チユは双子に軽く身体を揺すられて、ようやく目を覚ました。目の前には、まるで鏡を見ているかのようにそっくりな赤毛の顔が2つ。

寝起きの朦朧とした目では、その2つの顔はまるで揺れる炎のように重なり合い、一体どちらがフレッドでどちらがジョージなのか、さらに区別がつかなくなっていた。


チユは少し寝ぼけた様子で伸びをして、まだ眠気を引きずっている。


「おはよう、2人共」チユは柔らかな微笑みを浮かべながら、髪をかき上げた。少し恥ずかしそうに、昨夜の記憶が断片的に蘇ってくる。

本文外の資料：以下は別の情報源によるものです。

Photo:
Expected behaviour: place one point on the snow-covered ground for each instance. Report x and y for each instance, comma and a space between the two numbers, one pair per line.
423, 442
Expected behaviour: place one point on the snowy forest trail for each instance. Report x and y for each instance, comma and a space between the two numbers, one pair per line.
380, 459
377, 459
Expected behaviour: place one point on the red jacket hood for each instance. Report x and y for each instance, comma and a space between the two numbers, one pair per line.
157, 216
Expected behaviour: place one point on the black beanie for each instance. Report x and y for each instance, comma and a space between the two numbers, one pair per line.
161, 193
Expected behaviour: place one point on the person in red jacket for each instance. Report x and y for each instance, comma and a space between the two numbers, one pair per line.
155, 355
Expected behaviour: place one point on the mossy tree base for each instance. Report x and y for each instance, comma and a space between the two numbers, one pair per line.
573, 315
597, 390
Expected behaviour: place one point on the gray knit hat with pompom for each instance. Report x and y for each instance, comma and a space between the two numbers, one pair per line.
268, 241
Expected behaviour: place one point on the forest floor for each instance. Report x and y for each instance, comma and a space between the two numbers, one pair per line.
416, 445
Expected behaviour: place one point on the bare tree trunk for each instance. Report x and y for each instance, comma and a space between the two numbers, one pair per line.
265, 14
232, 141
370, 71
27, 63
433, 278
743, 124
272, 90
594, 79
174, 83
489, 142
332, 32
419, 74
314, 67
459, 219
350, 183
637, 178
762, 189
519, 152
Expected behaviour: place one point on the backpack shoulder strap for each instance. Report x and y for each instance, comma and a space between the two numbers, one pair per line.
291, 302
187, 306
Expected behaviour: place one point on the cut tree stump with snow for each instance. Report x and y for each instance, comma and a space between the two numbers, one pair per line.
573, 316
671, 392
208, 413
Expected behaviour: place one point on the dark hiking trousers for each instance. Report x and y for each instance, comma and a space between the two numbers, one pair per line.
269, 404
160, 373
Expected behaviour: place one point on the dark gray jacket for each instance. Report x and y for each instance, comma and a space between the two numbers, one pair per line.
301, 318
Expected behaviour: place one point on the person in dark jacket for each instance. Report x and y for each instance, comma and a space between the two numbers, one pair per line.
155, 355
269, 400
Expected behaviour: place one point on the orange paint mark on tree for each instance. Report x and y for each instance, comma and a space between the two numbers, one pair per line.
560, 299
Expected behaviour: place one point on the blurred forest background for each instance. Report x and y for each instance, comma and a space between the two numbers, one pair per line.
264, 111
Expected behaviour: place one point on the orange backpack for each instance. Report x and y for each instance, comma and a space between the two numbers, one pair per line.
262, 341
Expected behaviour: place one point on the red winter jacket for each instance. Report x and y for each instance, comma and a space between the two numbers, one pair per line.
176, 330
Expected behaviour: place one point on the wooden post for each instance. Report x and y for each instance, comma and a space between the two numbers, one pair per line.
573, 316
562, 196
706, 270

「もう1分遅かったら、古代魔法の『王子様のキスで目覚めるお姫様の呪い』を試してたところだよ」
ジョージはうんうんと頷く。

「効果は絶大!当社比200%の覚醒効果!たった一回のキスでお目覚め、なんて素晴らしいサービスだろう?」フレッドがチユの頬に顔を近づけた。


チユは素早く手のひらでフレッドの顔を軽く押しのけた「もう起きたから、その魔法は必要ありません」


「なんて冷たい仕打ちだ、ジョージ!我々の純粋な愛情表現を拒絶されたぞ!」
フレッドは劇的に胸に手を当て、倒れ込むふりをした。

「まったくだ、フレッド!これが愛の代償か...」ジョージも同様に演技をし、天井に向かって両手を広げた。「もう少し素直になってもいいんだぜ、プリンセス」


「そのお姫様扱い、そろそろやめてよ!」
悪い気はしなかったが、やはり“お姫様”という扱いには少し照れくさい。


「やめられるわけないだろ!」フレッドは両手を腰に当て、自信たっぷりに言い放った。

「なにせ、君はホグワーツで一番美しい星のように輝いているんだから」ジョージはまるで詩人のように右手を胸に当て、左手を優雅に空に向けた。

「そして我々は、その姫を守る騎士さ!」双子は同時に膝をつき、頭を下げた。


チユは2人のこの上ない馬鹿げた行動に、思わず笑い声を漏らした。何を言っても止まらないのだろうと悟り、ベッドから立ち上がった。